Wholesalers: B-Stone are your partners in stone
Using wholesalers’ stock as your own gives your customers a wider choice, including all the new products, and improves your cash flow
One of the reasons for the continuing success of man-made quartz composites is that the makers of it produce a continual stream of new colours and textures to attract people to it. The latest from Technistone, one of the quartz brands sold by wholesalers B-Stone from their base in Northampton, is a translucent range.
That there is a demand for back-lit translucent material has been demonstrated by the growing popularity of natural onyx. Why wouldn’t the quartz producers cash in on that?
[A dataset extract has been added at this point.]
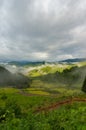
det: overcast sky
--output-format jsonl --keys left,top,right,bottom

Roger Lill, who this month (March) celebrates his second year in charge of B-Stone in the UK for the Belgian owners, says quartz products now account for half of B-Stone’s turnover (which has doubled in the time he has been there, although he anticipates that this will be a year of consolidation).
“There’s certainly something driving the sales of quartz,” he told NSS from the new 3,000m2 warehouse that B-Stone moved into at the end of 2007 following the move from their previous premises that were developed for housing. “Whether it’s TV and magazine related or not I don’t know, but there are enormous benefits to quartz.”
As well as the lively Technistone products made in the Czech Republic, B-Stone also have exclusivity on the more subdued Diresco range that is made in Belgium and is often presented as a more resilient alternative to limestone.
Roger, who, like his predecessor at B-Stone, Dennis Verlinde, comes from outside the stone industry, brings to the business skills in logistics that help make sure worktop fabricators get their materials on time.
Coming from outside the industry he can see the advantages of both quartz and natural materials. He says the advantages of manufactured materials stem from their consistency. Unlike natural stone, a small sample will always be representative of the whole finished worktop. And it is consistent to work as well as to look at, with no softer or harder areas suddenly appearing to complicate sawing and polishing.
When quartz was first introduced, masons using it complained that it wore out expensive diamond tools more rapidly than granite, but the makers of diamond tools have addressed that issue.
And stone processors have now, by and large, stopped complaining that quartz is not a natural product. The stone processor’s skills are needed to work quartz and most have taken it on board – and been pleasantly surprised by its success. Rather than seeing granite sales replaced by quartz they have seen overall sales grow.
“Even in the time I have been involved in the industry,” says Roger, “I have seen more and more people buying quartz – people who used to say they would stick with natural granite.”
He understands the thinking behind the objections. At one time he ran his own cabinetmaking business and there was the same objection to using what were then relatively new board materials such as MDF and chipboard. Traditionalists wanted to use solid wood. Then people wanted melamine surfaces on the boards. “We didn’t want to do it. It was part of the reason we closed the business down,” he says.
He felt the man-made materials then were a move down-market that he did not want to take, but he says quartz is not like that, not least because it is not generally cheaper than granite. But with half B-Stones sales still coming from natural materials, as tiles as well as slabs, Roger certainly does not dismiss granite, limestone, marble and slate.
He says: “Quartz doesn’t have the character of granite. It doesn’t have the depth of something like Spectralite… but then you don’t get the inherent problems of vents, nor of two worktops from the same slab looking different.
“I’m sure granite will always have a place. There are always going to be people who insist on having the natural material. Some people value its differences. They like the character and the fact that each piece is unique.”
But whether it is natural stone or man-made quartz, slab or tiles, B-Stone have even more of it on offer since they moved into their new, brighter warehouse that is double the size of their old premises. It presents a good atmosphere for fabricators to send their customers to in order to choose the slabs they want their kitchen worktops made from.
And with the downturn Roger believes wholesalers will have a more important role to play in helping fabricators improve their cash flow by not having to hold large stocks themselves but still being able to offer a large choice to their customers.
B-Stone keep about 3,000 slabs of 350 different natural and quartz materials in stock at any one time – and you can see what actually is in stock in their warehouse, rather than a library shot of a piece of stone, on their website.
The website also has a trade area with prices and for the end user a supplier locator that identifies fabricators who are B-Stone’s customers in any particular part of the UK.
As well as their warehouse in Northampton with its two delivery trucks, B-Stone also have Veronique Rousseau, their Sales Manager in the South East and Simon Notman selling to the rest of the UK, including Northern Ireland. They would be delighted to arrange to pay you a visit.
B-Stone also have the back-up of a 30,000m2 warehouse on an 18-acre site in Belgium, which is only a quick trip through the Channel Tunnel away if a customer is looking for materials, or quantities of it, that are not available in the UK. In Belgium, BMB, whose directors established the British company, import blocks from all over the world to process in their two 7,500m2 factories.
Roger Lill says he has thoroughly enjoyed his foray into the stone industry. “I like it enough to want to stay in it,” he says.